BUDRIO (Bologna). La comunità di Budrio si è data appuntamento al teatro del paese ieri sera, per ricordare le vittime di Igor “il Russo”.

La sala gremita rappresenta bene quanto le persone che abitano queste terre, e non solo, sentano ancora viva la tragedia di un anno fa. Nelle prime file, oltre alle autorità, tra cui il presidente della Regione Emilia-Romagna, Stefano Bonaccini, e Gian Luca Galletti, ministro dell'ambiente, i figli di Valerio Verri, Emanuele e Francesca; l'agente di polizia Marco Ravaglia, di pattuglia con Verri quando quest'ultimo venne ucciso da Igor e alcuni amici delle vittime spagnole uccise dal killer prima della sua cattura. La vedova del barista Davide Fabbri, prima vittima del killer, non c'era, non se l'è sentita di partecipare.
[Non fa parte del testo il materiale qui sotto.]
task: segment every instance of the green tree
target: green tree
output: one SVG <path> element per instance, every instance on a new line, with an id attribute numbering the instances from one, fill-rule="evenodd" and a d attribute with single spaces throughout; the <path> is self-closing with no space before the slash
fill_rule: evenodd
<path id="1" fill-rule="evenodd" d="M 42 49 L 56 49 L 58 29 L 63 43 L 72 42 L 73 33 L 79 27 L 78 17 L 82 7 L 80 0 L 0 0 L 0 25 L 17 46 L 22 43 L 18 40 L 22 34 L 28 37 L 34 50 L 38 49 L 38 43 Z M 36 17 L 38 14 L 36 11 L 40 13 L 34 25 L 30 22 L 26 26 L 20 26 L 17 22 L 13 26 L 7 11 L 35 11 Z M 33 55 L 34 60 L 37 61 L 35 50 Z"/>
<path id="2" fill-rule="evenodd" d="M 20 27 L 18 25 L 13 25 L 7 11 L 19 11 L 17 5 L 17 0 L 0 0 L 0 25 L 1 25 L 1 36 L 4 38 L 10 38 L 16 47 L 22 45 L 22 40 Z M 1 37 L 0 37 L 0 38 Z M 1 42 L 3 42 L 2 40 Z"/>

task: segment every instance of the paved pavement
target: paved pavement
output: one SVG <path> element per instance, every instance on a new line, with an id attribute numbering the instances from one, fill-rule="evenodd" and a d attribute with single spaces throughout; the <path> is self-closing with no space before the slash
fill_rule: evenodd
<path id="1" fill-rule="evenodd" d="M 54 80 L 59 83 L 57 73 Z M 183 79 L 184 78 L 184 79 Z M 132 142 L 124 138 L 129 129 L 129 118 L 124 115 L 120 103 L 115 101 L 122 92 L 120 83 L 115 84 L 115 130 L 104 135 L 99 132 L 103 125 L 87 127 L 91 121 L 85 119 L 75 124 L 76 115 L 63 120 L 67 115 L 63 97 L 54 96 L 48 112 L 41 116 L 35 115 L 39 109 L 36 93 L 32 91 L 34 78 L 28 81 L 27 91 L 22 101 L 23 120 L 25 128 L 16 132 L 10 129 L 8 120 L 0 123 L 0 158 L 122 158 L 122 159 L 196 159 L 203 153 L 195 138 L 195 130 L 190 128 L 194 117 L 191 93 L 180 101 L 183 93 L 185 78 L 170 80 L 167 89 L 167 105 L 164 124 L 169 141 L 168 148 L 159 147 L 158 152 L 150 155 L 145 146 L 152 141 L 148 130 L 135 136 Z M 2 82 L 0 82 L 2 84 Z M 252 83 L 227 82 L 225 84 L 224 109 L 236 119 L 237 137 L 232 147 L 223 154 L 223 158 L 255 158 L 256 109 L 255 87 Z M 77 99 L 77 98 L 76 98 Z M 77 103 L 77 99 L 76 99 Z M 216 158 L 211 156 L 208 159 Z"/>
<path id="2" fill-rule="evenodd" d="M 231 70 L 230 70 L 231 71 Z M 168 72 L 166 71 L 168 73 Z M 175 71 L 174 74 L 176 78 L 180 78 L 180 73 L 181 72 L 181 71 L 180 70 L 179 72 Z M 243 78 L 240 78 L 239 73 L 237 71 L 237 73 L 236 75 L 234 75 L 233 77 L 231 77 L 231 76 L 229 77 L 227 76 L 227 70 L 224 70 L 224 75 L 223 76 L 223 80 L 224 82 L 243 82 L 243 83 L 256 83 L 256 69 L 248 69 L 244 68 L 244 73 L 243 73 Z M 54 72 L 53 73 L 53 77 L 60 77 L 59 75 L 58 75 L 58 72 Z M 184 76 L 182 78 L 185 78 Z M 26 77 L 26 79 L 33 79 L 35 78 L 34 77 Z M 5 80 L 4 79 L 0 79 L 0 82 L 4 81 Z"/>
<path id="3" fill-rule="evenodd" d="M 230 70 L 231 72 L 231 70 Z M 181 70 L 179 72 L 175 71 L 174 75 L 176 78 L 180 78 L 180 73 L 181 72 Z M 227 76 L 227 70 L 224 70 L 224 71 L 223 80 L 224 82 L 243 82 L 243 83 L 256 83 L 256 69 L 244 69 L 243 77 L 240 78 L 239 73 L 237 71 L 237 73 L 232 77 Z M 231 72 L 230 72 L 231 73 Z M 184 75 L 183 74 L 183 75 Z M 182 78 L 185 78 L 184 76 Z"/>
«A distanza di un anno – ha detto Ravaglia – il dolore è ancora tanto, sia fisico sia morale. È difficile andare avanti».

I figli di Verri, prendendo posto in sala si sono limitati a dire: «La giustizia sta lavorando, tempo al tempo».

Miguel, Carmelo, Benito e Rosana, arrivano da Aragona, il paese a cento chilometri da Saragozza in cui è stato catturato Igor; sono amici di Luis Iranzo, l'agricoltore assassinato . «È un momento triste ma – dicono – allo stesso tempo allegro. Siamo qui per lottare, per avere giustizia e non dimenticare quanto accaduto. Il giorno della sparatoria e della cattura è indimenticabile, una cosa incredibile per un piccolo paese come il nostro. Prima di Igor ne avevamo sentito parlare dai telegiornali; sapevamo che un uomo aveva ucciso degli innocenti in Italia, ma non immaginavamo potesse finire così».

Poi le luci si spengono, il sipario si apre e la corale di Budrio canta l'Inno d'Italia. Tutti in piedi. Il presentatore dopo gli applausi annuncia: «Vogliamo essere uniti e ricordare quanto accaduto ma non deve essere una serata di commemorazione triste, perché qui celebriamo la vita».

Sul palco poi, tra l'alternarsi di giornalisti, politici e musicisti, è salito anche Carmelo, lo spagnolo che ha letto la lettera scritta dalla vedova di Iranzo.